The increased risk of developing dementia should be considered when initiating tibolone therapy in women over 65 years of age.

During the use of Ladybon^®, fluid retention may occur.

In this regard, careful monitoring of patients with cardiac or renal failure is necessary.

Effect on ability to drive vehicles and machinery

No negative effects of the drug on concentration and reaction, ability to drive vehicles and other machinery have been noted.

Overdose

If a large number of Ladybon^® tablets are taken simultaneously, the patient should consult a doctor.

Symptoms malaise, nausea or vaginal bleeding.

Treatment symptomatic.

Drug Interactions

Tibolone enhances the fibrinolytic activity of the blood, which may lead to an enhancement of the anticoagulant effect of anticoagulants, in particular warfarin, so the warfarin dose should be adjusted accordingly by INR.

Concomitant use of tibolone and anticoagulants should be monitored, especially at the beginning and end of treatment with Ladybon^®.

There is only limited information regarding pharmacokinetic interaction during tibolone treatment.

An in vivo study demonstrated that concomitant use with tibolone slightly affects the pharmacokinetics of the CYP3A4 substrate midazolam.

Based on this, a drug interaction with other CYP3A4 substrates is possible.

Drugs that are CYP3A4 inducers, such as barbiturates, carbamazepine, hydantoins and rifampicin, may increase the metabolism of tibolone and thus affect its therapeutic effect.

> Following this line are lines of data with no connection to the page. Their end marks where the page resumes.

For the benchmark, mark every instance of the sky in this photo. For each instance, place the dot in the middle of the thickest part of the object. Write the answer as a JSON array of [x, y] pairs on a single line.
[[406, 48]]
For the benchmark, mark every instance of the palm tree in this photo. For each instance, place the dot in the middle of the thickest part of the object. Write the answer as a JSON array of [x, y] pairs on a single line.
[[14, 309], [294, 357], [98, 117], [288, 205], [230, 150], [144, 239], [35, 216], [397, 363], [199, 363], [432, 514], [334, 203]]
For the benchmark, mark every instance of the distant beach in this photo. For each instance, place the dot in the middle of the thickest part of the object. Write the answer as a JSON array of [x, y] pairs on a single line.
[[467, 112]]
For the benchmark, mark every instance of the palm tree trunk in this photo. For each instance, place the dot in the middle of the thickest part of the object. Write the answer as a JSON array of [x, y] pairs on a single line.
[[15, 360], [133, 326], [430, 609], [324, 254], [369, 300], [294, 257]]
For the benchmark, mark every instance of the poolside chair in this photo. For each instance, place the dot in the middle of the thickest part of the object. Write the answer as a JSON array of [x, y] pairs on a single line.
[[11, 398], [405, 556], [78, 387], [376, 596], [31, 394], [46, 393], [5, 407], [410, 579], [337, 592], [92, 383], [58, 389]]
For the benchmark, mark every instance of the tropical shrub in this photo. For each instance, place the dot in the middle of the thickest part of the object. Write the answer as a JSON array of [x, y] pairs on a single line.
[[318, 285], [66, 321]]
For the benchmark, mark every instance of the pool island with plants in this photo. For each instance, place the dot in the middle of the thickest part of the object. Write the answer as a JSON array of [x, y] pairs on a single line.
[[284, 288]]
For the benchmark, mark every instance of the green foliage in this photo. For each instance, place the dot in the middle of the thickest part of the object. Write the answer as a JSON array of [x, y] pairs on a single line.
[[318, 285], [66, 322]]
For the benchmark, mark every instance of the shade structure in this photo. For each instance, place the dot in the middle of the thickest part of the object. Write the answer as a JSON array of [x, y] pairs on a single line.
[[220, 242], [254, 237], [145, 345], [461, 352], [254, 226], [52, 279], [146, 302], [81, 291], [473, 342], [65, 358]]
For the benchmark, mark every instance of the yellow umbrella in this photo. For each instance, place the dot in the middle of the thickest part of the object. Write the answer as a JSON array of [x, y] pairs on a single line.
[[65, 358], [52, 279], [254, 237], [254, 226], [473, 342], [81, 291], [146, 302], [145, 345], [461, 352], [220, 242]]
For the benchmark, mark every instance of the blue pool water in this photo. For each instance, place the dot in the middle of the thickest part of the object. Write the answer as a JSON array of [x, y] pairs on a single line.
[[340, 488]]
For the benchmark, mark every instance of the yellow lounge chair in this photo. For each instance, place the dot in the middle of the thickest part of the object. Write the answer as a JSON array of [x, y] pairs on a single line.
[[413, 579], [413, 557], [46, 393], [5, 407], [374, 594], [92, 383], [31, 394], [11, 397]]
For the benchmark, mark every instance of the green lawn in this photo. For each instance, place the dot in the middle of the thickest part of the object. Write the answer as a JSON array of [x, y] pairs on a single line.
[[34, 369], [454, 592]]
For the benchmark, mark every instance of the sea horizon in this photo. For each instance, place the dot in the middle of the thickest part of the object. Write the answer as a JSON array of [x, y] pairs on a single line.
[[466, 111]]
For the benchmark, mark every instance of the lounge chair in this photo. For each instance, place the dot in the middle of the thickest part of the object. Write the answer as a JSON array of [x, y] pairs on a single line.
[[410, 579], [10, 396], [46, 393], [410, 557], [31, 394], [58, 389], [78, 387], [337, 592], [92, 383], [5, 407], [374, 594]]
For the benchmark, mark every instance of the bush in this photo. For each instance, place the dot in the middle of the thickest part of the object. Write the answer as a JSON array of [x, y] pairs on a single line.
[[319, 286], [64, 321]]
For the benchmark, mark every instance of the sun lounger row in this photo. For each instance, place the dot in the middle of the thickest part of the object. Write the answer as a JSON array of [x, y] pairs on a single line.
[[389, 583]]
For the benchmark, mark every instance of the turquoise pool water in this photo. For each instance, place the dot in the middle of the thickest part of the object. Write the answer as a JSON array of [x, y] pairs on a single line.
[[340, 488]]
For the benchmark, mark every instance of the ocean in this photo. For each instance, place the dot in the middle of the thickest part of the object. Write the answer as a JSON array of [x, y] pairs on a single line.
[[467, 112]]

Preparations containing St. John’s wort (Hypericum perforatum) may enhance the metabolism of estrogens and progestogens by inducing the CYP3A4 isoenzyme.

Increased metabolism of estrogens and progestogens may lead to a decrease in their clinical effect and a change in the uterine bleeding profile.

Storage Conditions

The drug should be stored out of the reach of children at a temperature not exceeding 25°C (77°F).

Shelf Life

Shelf life – 2 years.

Dispensing Status

The drug is dispensed by prescription.

Important Safety Information

This information is for educational purposes only and does not replace professional medical advice. Always consult your doctor before use. Dosage and side effects may vary. Use only as prescribed.